Tim Advokasi menganggap penangkapan dan penetapan tersangka yang digunakan oleh aparat gabungan itu dilakukan secara sewenang-wenang dan merupakan perbuatan penggunaan kekuatan berlebihan (excessive use of force).
Noval Setiawan dari YLBHI-LBH Pekanbaru mengatakan warga hanya ingin mempertahankan identitas melayu, tanah dan kampung mereka yang sudah didiami secara turun-temurun dari pemasangan patok dan penggusuran proyek eco-city.
Ia menyebut sebelumnya warga Rempang-Galang juga mendapatkan surat pemanggilan atas dugaan kasus pendudukan lahan ilegal, pemalsuan surat, pemerasan dan perusakan terumbu karang dan lainnya.
“Kami menduga ini sebagai rentetan intimidasi dan upaya kriminalisasi untuk membungkam warga agar menerima relokasi secara sukarela,” kata Noval, Senin (11/9/2023).
Tim Advokasi menilai penggunaan kekuatan berlebihan tersebut melanggar prinsip legalitas, nesesitas, proporsionalitas dan akuntabilitas, akibatnya banyak korban dari warga dan kelompok rentan yaitu anak, perempuan dan lansia yang mengalami luka-luka, gangguan pernapasan hingga tidak sadarkan diri sehingga harus dilarikan ke rumah sakit terdekat.
Terkait warga yang mengalami penangkapan, Tim Advokasi mengatakan sejauh ini sudah terdapat 7 orang yang ditetapkan tersangka dan 1 orang sebagai saksi pada tanggal 7 September 2023.
Kemudian keesokan harinya pada 8 September 2023, dua orang dari Aliansi Pemuda Melayu diamankan saat sedang mengantarkan surat pemberitahuan aksi ke Polresta Barelang.
Dari dua orang yang diamankan tersebut salah satunya kemudian dilepaskan dan satunya lagi ditetapkan sebagai tersangka, sehingga total tersangka menjadi 8 orang.
Oleh karena itu, Tim Advokasi untuk Kemanusiaan Rempang mendesak dua hal.

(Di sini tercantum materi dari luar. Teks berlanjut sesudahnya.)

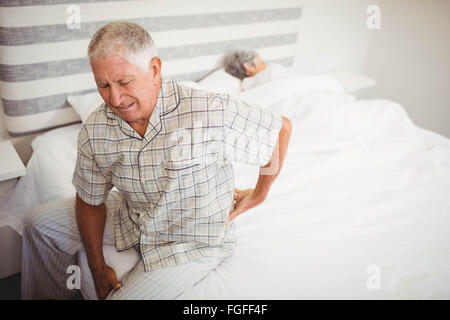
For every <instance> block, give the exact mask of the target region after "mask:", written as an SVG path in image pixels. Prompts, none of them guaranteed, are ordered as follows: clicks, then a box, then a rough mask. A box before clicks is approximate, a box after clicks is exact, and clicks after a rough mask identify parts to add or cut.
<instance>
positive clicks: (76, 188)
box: [72, 126, 113, 205]
mask: <svg viewBox="0 0 450 320" xmlns="http://www.w3.org/2000/svg"><path fill="white" fill-rule="evenodd" d="M72 184H73V186H74V187H75V189H76V191H77V194H78V196H79V197H80V198H81V200H83V201H84V202H86V203H87V204H90V205H99V204H102V203H103V202H104V201H105V199H106V197H107V196H108V193H109V191H110V190H111V189H112V187H113V186H112V184H111V177H108V176H105V175H104V174H103V173H102V172H101V171H100V169H99V167H98V165H97V163H96V161H95V159H94V155H93V152H92V146H91V143H90V140H89V136H88V134H87V131H86V128H85V127H84V126H83V127H82V128H81V131H80V133H79V135H78V153H77V162H76V165H75V170H74V173H73V178H72Z"/></svg>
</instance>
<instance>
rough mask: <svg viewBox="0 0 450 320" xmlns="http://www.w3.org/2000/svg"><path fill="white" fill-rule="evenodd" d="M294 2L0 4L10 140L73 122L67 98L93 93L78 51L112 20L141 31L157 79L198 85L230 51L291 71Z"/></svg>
mask: <svg viewBox="0 0 450 320" xmlns="http://www.w3.org/2000/svg"><path fill="white" fill-rule="evenodd" d="M300 16H301V6H300V4H299V1H298V0H277V1H273V0H245V1H242V0H226V1H223V0H219V1H218V0H154V1H123V0H122V1H120V0H115V1H101V0H97V1H95V0H94V1H91V0H78V1H75V0H73V1H72V0H69V1H65V0H2V1H1V2H0V95H1V99H2V103H3V109H4V112H5V120H6V125H7V130H8V132H9V134H10V135H12V136H18V135H26V134H30V133H33V132H36V131H39V130H43V129H48V128H52V127H56V126H61V125H65V124H69V123H74V122H78V121H80V119H79V117H78V115H77V114H76V113H75V112H74V110H73V109H72V108H71V107H70V106H69V105H68V104H67V102H66V97H67V95H69V94H78V93H79V94H81V93H86V92H91V91H94V90H96V89H95V83H94V79H93V76H92V74H91V70H90V66H89V63H88V61H87V59H86V49H87V45H88V43H89V40H90V38H91V36H92V35H93V33H94V32H95V31H96V30H98V29H99V28H100V27H101V26H103V25H105V24H107V23H108V22H110V21H113V20H127V21H132V22H136V23H138V24H140V25H142V26H143V27H145V28H146V29H147V30H148V31H149V32H150V34H151V35H152V37H153V39H154V41H155V44H156V46H157V48H158V54H159V56H160V57H161V59H162V61H163V67H162V70H163V71H162V72H163V76H164V77H165V78H172V79H176V80H194V81H195V80H198V79H200V78H201V77H203V76H204V75H206V74H207V73H209V72H210V71H211V70H213V69H215V68H216V67H217V66H218V63H219V60H220V58H221V56H222V55H223V54H224V53H225V52H227V51H229V50H233V49H255V50H257V51H258V52H259V53H260V55H261V56H262V57H263V59H264V60H266V61H267V62H269V61H276V62H279V63H282V64H285V65H292V64H293V62H294V56H295V52H296V46H297V34H298V26H299V19H300Z"/></svg>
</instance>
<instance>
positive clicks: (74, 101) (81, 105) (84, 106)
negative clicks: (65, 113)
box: [67, 91, 104, 123]
mask: <svg viewBox="0 0 450 320" xmlns="http://www.w3.org/2000/svg"><path fill="white" fill-rule="evenodd" d="M67 102H68V103H69V104H70V105H71V106H72V107H73V108H74V109H75V111H76V113H77V114H78V116H80V119H81V121H82V122H83V123H85V122H86V120H87V118H88V117H89V115H90V114H91V113H92V112H93V111H94V110H95V109H97V107H98V106H100V105H101V104H102V103H103V102H104V101H103V98H102V97H101V96H100V93H98V91H95V92H91V93H86V94H82V95H77V96H68V97H67Z"/></svg>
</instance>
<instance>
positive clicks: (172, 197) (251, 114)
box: [72, 81, 281, 272]
mask: <svg viewBox="0 0 450 320" xmlns="http://www.w3.org/2000/svg"><path fill="white" fill-rule="evenodd" d="M280 128H281V116H280V115H278V114H276V113H273V112H271V111H267V110H264V109H262V108H260V107H258V106H254V105H249V104H247V103H244V102H242V101H239V100H237V99H235V98H232V97H230V96H229V95H225V94H217V93H212V92H207V91H202V90H194V89H191V88H189V87H186V86H182V85H180V84H177V83H175V82H173V81H163V82H162V84H161V90H160V94H159V97H158V101H157V103H156V105H155V109H154V110H153V112H152V114H151V116H150V119H149V125H148V127H147V130H146V133H145V135H144V137H141V136H140V135H139V134H138V133H137V132H135V131H134V129H132V128H131V126H130V125H129V124H128V123H127V122H126V121H124V120H123V119H122V118H120V117H119V116H118V115H116V114H115V113H114V112H113V111H111V110H110V109H109V108H108V107H106V106H105V105H102V106H100V107H99V108H98V109H97V110H96V111H94V112H93V113H92V114H91V116H90V117H89V119H88V120H87V121H86V123H85V124H84V125H83V127H82V129H81V131H80V134H79V137H78V157H77V162H76V167H75V171H74V175H73V181H72V182H73V184H74V186H75V188H76V190H77V193H78V195H79V197H80V198H81V199H82V200H83V201H85V202H86V203H88V204H91V205H99V204H101V203H103V202H104V201H105V199H106V197H107V195H108V192H109V191H110V190H111V189H112V188H113V187H116V188H117V189H118V190H119V191H120V193H121V194H122V196H123V201H122V204H121V206H120V209H119V210H118V211H117V212H116V213H115V217H114V225H115V244H116V248H117V250H119V251H122V250H125V249H128V248H130V247H132V246H138V248H139V250H140V252H141V255H142V258H143V262H144V267H145V271H146V272H148V271H151V270H156V269H160V268H163V267H166V266H173V265H178V264H182V263H186V262H189V261H192V260H194V259H197V258H199V257H202V256H215V257H224V256H227V255H229V254H230V253H231V251H232V249H233V247H234V241H235V231H234V224H233V223H231V224H230V225H229V226H227V225H226V221H227V217H228V214H229V213H230V211H231V210H232V208H233V194H234V187H235V185H234V176H233V162H244V163H247V164H252V165H257V166H263V165H265V164H267V163H268V162H269V161H270V157H271V155H272V152H273V149H274V147H275V145H276V142H277V138H278V132H279V130H280Z"/></svg>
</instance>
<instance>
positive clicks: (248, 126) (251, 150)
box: [223, 97, 282, 166]
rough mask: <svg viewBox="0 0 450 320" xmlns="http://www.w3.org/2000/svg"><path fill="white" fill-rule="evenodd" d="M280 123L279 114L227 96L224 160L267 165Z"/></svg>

Pertama, Kapolresta Barelang menerbitkan Surat Penghentian Penyidikan terhadap 8 orang warga Rempang-Galang yang telah ditetapkan tersangka dan kedua agar seluruh jajaran Polri untuk menghentikan seluruh upaya pemidanaan yang dipaksakan terhadap warga yang memperjuangkan tanah dan kampung mereka.